In cybersecurity, backdoors and missed security requirements show that there is more to security vulnerabilities than just “a software bug”. When perverse incentives and threat modeling are overlooked or expedited, consequences can be severe. How does this transfer to AI use cases and interactions? AI responses are typically obtained because users want to orient their understanding of the world, and to orient beliefs and actions (theirs or others’). Large language models are trained on untrusted data (curation practices vary widely). With a given input, stimulating biases (predicting the next word that the training data would have been most likely to show) is “a feature, not a bug”. Dr. Iga Kozlowska (Microsoft Ethics and Society/Meta Responsible AI) discusses the impact of bias-inducing technology, drawing from the seminal book “How Artifacts Afford” (Jenny L Davis). For these reasons, each application needs a defensive design and robust iterative development with risk analyses and adversarial testing. OWASP provides an excellent guide on that.

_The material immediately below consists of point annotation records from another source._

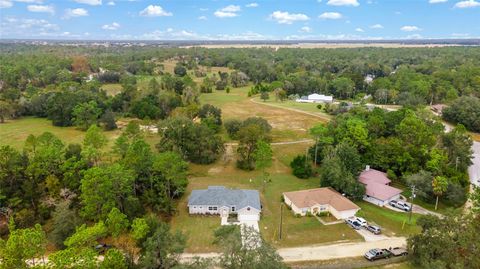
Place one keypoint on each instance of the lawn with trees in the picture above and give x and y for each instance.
(62, 156)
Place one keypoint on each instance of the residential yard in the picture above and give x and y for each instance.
(287, 125)
(292, 105)
(442, 208)
(393, 223)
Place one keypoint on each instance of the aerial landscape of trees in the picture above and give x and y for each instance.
(62, 196)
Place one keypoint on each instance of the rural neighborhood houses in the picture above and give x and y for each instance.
(318, 200)
(223, 201)
(316, 98)
(377, 189)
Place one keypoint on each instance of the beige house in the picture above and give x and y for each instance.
(318, 200)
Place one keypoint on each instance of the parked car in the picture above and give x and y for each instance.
(398, 251)
(400, 205)
(102, 248)
(374, 229)
(362, 221)
(376, 253)
(354, 224)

AI for Good, Human Centric AI, and Responsible AI Policies
The UN found a sustainable development goals (SDGs) partner with the International Telecommunications Union (ITU), establishing AI for Good in 2017. As a telecom & network engineer by training, I was thrilled to see this initiative, although its advocacy for pro-social and risk-aware decision making can run into challenging economic and political realities. This year’s AI for Good programme for July 8-11 will feature a call to action by Amazon’s CTO to solve urgent societal problems, a debate between Yann LeCun and Geoff Hinton, and discussions of what it means to benefit humanity, but amid dozens of sessions relating to computer vision, and robotics, only 2-3 will ultimately focus on LLMs (one on Truth/Power, and two relating to Agentic systems). This raises a real question about text applications' risk/benefit trade-offs.

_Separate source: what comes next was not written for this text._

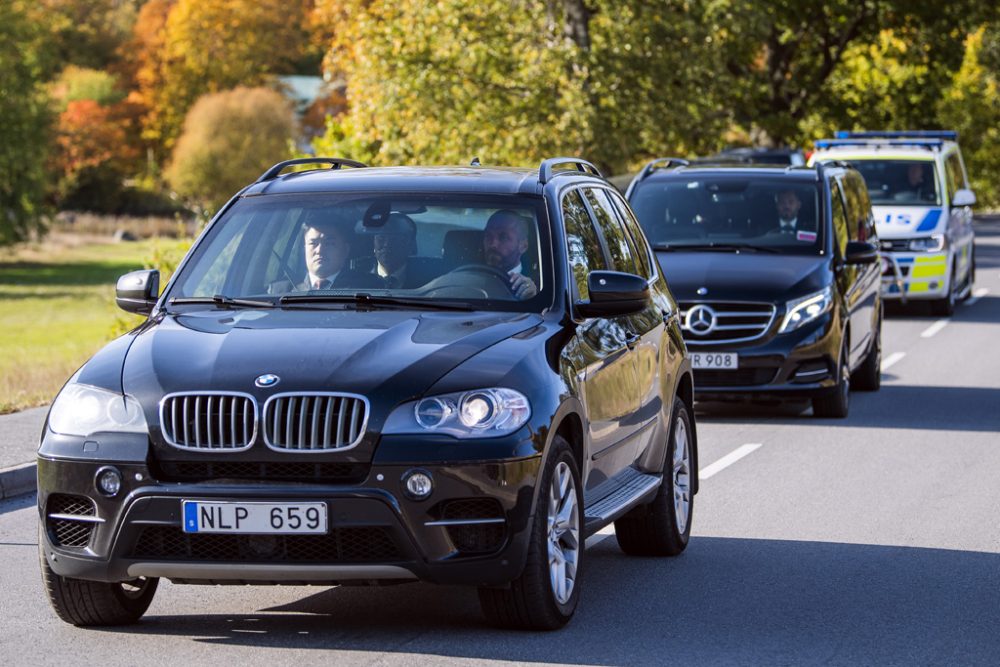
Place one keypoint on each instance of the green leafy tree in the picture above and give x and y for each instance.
(25, 122)
(229, 139)
(214, 45)
(971, 105)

There’s still so much work left to improve the behavior of foundation models (HAI responsible AI index 2025), and the call to action is clear for all AI system developers: Consider how proposals might pose negative ethical and societal risks, and come up with methods to lessen those risks. Stanford Human-Centered AI requires this Ethics and Society Review for all grant submissions, and its structure and strategies are enabling significant improvements to thwart negative impacts from tarnishing even the most positive projects’ societal benefits.
Conclusion
I was heartened to eventually reach my goal of finding 10 services that help humanity beyond tedium/efficiency challenges. The core value of most services out there is still productivity (faster googling or extracting a specific facet of a document for speed). There are more risks to mitigate than resources might allow. But there are also frameworks to lean on, and my perspective on AI regained optimism after discovering great Generative Text AI applications by 10 organizations in the course of only 10 (already busy) days.
We will certainly see more innovative pro-social solutions and insights in 2025. However, the risks are already high and continue to grow, so I'm excited to be a part of the solution and to work with fantastic, inclusive folks in OWASP’s AI security initiatives.